You’re nobody ’til somebody loves you.
The above photos show Barbara Burns when she was busted for drugs today in 1958 after LAPD officers found track marks on her arms. Burns was the well-to-do daughter of famed comedian Bob Burns, but her father had died of kidney cancer in 1956. Barbara Burns was sentenced to probation after the arrest, and the story got some play in national newspapers, with several calling her probation sentence a storybook opportunity at a second chance. But she didn’t cooperate in the role. She managed to cobble together some behind-the-cameras television work, but was arrested for heroin possession in 1959. That time she served ninety days in jail and admitted in an interview, “I’m really hooked. I had nothing else to do, and my mother wouldn’t talk to me. I wanted to be a singer but I was too heavy and they told me it would help me lose weight.”

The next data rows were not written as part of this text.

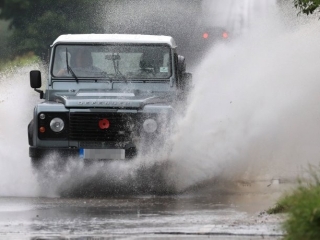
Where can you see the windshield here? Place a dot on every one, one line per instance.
(116, 62)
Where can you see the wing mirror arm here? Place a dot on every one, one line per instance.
(40, 92)
(35, 81)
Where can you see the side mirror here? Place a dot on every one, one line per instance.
(35, 81)
(181, 64)
(186, 81)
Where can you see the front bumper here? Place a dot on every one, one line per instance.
(35, 152)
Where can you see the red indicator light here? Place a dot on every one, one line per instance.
(225, 35)
(104, 124)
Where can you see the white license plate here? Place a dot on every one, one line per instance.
(102, 153)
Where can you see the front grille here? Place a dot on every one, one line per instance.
(85, 127)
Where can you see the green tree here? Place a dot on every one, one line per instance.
(307, 6)
(36, 23)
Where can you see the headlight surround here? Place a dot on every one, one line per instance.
(57, 125)
(150, 125)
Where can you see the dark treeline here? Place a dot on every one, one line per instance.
(35, 24)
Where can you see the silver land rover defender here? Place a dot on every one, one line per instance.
(108, 96)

Burns had always called herself an ugly duckling, compared herself unfavorably to her siblings, and felt she could never live up to family expectations. But even though her own words told the world that low self esteem was the root of her problems, a dead father and an estrangement from her mother probably didn't help things. The downward spiral continued. She was arrested for marijuana possession in early 1960 and earned ninety days in Camarillo State Hospital. In November 1960 she was snared in another weed bust, but that time she walked after a jury acquitted her. When she was arrested for heroin possession again in June 1961, she lamented what had probably been true for longer than she admitted—that she had doomed her chance to have a career in show business.
At some point she sought medical treatment for an eye problem and was told by a doctor that she was losing her vision in her right eye. In both August and September of 1961 she attempted suicide, and in January 1962 while awaiting trial on one of her narcotics busts she was found overdosed and unconscious on a Hollywood street, and died a few days later in the hospital. Her suicide note said all she wanted was to be loved but everyone hated her. Many of her obituaries, ironically, described her as “tall and beautiful,” which she certainly would not have believed. They also noted her advantages in life—how she had won the crucial lottery of being born to wealth. But Barbara Burns didn’t see it that way. She once said, “I wish I had been born in some poor, obscure family that nobody knew. Then maybe I would have tried to become somebody.”